This article was originally published in 1999 and was last updated on June 9, 2025
- Tension: We want personalized convenience but recoil when our data is used without our awareness.
- Noise: Media sensationalism around scandals blinds us to the slow mechanics embedding surveillance into everyday platforms.
- Direct Message: True digital autonomy demands not just reaction to scandals, but structural insistence on transparency, consent, and control.
Learn how we uncover deeper insights with the Direct Message Methodology
In June 1999, U.S. Bancorp’s stock plunged after revelations it shared customers’ sensitive data—including Social Security numbers, account balances, and credit card details—with MemberWorks, a telemarketing affiliate. The controversy landed the bank in lawsuits and led to multi-state settlements mandating stricter privacy controls.
In 2025, the stakes have grown. Our financial lives play out online—through banking apps, digital wallets, and integrated platforms—transforming data collection from obvious leaks into silent harvesting.
Civil cases and new state legislation, like California courts approving lawsuits over tracking pixels, signal a shift in the privacy battleground.
What it is and how it works
The 1999 scenario was direct: banks sold customer lists to marketing vendors with explicit permissions embedded in fine print.

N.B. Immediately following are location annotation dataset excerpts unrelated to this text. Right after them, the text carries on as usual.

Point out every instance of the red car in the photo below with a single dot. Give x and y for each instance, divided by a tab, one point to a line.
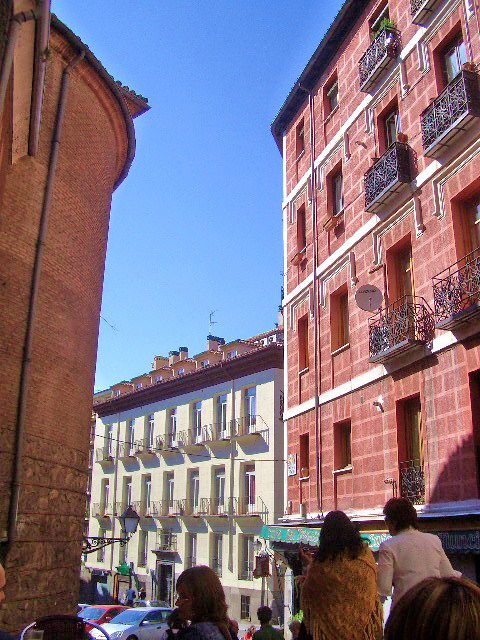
100	613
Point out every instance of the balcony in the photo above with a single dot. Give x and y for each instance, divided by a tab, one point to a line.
387	176
103	455
421	10
246	572
379	56
246	508
126	450
166	542
400	328
451	113
412	481
456	293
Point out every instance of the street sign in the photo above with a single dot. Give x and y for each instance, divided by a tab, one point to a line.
368	297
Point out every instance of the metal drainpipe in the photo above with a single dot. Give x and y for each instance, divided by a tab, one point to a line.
41	54
17	21
318	429
32	307
231	484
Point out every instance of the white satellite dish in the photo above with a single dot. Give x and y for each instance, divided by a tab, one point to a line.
368	297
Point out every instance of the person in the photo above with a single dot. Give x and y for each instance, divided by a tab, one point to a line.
3	634
440	608
130	597
339	592
266	631
294	627
201	599
410	555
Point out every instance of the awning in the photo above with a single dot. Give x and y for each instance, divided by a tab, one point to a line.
311	536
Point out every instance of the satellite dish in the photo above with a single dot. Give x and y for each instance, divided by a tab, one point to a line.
369	297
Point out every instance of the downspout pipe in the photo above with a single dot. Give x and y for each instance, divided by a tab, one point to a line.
17	475
41	53
318	428
16	22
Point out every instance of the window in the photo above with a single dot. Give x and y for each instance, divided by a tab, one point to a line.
245	607
301	229
249	488
332	98
131	434
172	428
248	558
250	408
143	549
149	431
217	553
303	343
221	411
342	444
197	422
304	455
391	127
339	320
219	488
337	193
194	491
453	57
300	138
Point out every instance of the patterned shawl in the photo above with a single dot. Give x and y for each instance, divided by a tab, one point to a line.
340	600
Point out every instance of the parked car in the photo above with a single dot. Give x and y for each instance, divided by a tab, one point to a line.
100	613
141	623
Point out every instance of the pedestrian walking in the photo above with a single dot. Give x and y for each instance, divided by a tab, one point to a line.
437	608
339	592
266	631
410	555
201	599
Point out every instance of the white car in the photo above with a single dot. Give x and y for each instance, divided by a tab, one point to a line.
141	623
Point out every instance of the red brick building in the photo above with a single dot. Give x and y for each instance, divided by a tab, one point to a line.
380	138
66	142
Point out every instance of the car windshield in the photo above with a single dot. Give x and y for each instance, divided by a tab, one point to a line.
130	616
91	613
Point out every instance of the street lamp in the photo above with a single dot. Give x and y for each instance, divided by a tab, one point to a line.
128	522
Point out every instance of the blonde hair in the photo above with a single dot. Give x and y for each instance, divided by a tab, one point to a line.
437	609
208	597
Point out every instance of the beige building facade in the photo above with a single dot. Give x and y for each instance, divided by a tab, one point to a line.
199	456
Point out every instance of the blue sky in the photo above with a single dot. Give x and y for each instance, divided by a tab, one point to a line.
196	226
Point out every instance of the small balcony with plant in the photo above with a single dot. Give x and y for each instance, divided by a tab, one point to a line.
456	109
388	175
456	293
380	55
399	328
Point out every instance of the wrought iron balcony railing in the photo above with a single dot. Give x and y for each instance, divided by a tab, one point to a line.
451	113
166	541
412	481
402	326
421	10
246	572
456	292
103	454
387	176
379	56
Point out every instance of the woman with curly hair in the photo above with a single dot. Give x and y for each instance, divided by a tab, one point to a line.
201	599
339	592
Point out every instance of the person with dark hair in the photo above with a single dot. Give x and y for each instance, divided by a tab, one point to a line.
410	555
439	609
201	599
266	631
339	592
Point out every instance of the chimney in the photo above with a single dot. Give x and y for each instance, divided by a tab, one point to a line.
172	357
214	342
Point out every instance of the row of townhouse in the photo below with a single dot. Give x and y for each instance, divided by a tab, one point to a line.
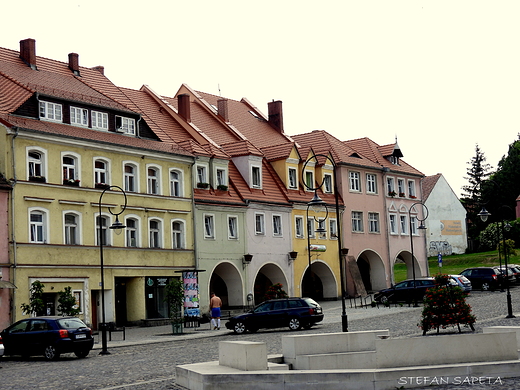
209	189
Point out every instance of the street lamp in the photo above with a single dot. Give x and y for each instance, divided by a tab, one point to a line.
341	251
484	215
422	227
118	227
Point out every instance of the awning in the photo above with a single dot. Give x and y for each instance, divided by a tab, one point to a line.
6	284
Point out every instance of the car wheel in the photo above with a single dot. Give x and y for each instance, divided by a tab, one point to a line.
294	323
239	327
82	353
50	352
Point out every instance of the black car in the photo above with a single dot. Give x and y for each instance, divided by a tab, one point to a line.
406	291
276	313
485	278
48	336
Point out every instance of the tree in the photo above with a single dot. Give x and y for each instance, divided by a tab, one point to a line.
36	303
472	199
67	303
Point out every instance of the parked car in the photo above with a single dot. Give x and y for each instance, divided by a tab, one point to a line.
276	313
485	278
463	282
405	291
49	336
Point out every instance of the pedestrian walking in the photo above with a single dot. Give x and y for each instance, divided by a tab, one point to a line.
215	303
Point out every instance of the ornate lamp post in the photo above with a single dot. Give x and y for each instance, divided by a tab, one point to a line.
422	227
341	251
117	227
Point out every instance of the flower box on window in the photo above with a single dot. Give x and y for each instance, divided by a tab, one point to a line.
102	186
39	179
71	182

MemberWorks received $4 million plus commissions from U.S. Bancorp for selling health and travel packages, prompting a sweeping settlement.
Today, what counts as “data sharing” is invisible. Banks embed tracking pixels or SDKs in apps and websites. These tools collect data silently—IP addresses, click behavior, device IDs—often shared with third-party analytics firms.
In April 2025, California’s Northern District ruled such pixel-based data transfers could fall under the California Consumer Privacy Act, potentially opening the door to statutory action.
At the federal regulatory level, the Gramm-Leach-Bliley Act (GLBA) still governs financial privacy, requiring disclosures and opt-outs.
But enforcement gaps and digital evolution mean GLBA’s protections often lag behind today’s tracking technologies.
The deeper tension behind this topic
We crave personalized, frictionless service, expecting apps to remember our preferences and proactively assist. Yet we balk at the realization that our data—moves, balances, spending—is silently tracked and monetized.
Emotionally, this creates a rupture: trust vs. surveillance. We want intimacy with trusted platforms, not covert data economies. Culturally, this reveals an acronym mismatch: we sign up for convenience but end up leasing our privacy.
What gets in the way
Mainstream media casts these issues as sensational scandals: “bank data hack” or “telemarketing scandal.” That framing misleads us into thinking privacy violations are episodic. In reality—they reflect anarchic system defaults built to extract value indefinitely.
The real barrier is structural: GLBA allows opt-out, not opt-in; vendor agreements and contracts are opaque; and banking systems embed analytics as standard, not accidental.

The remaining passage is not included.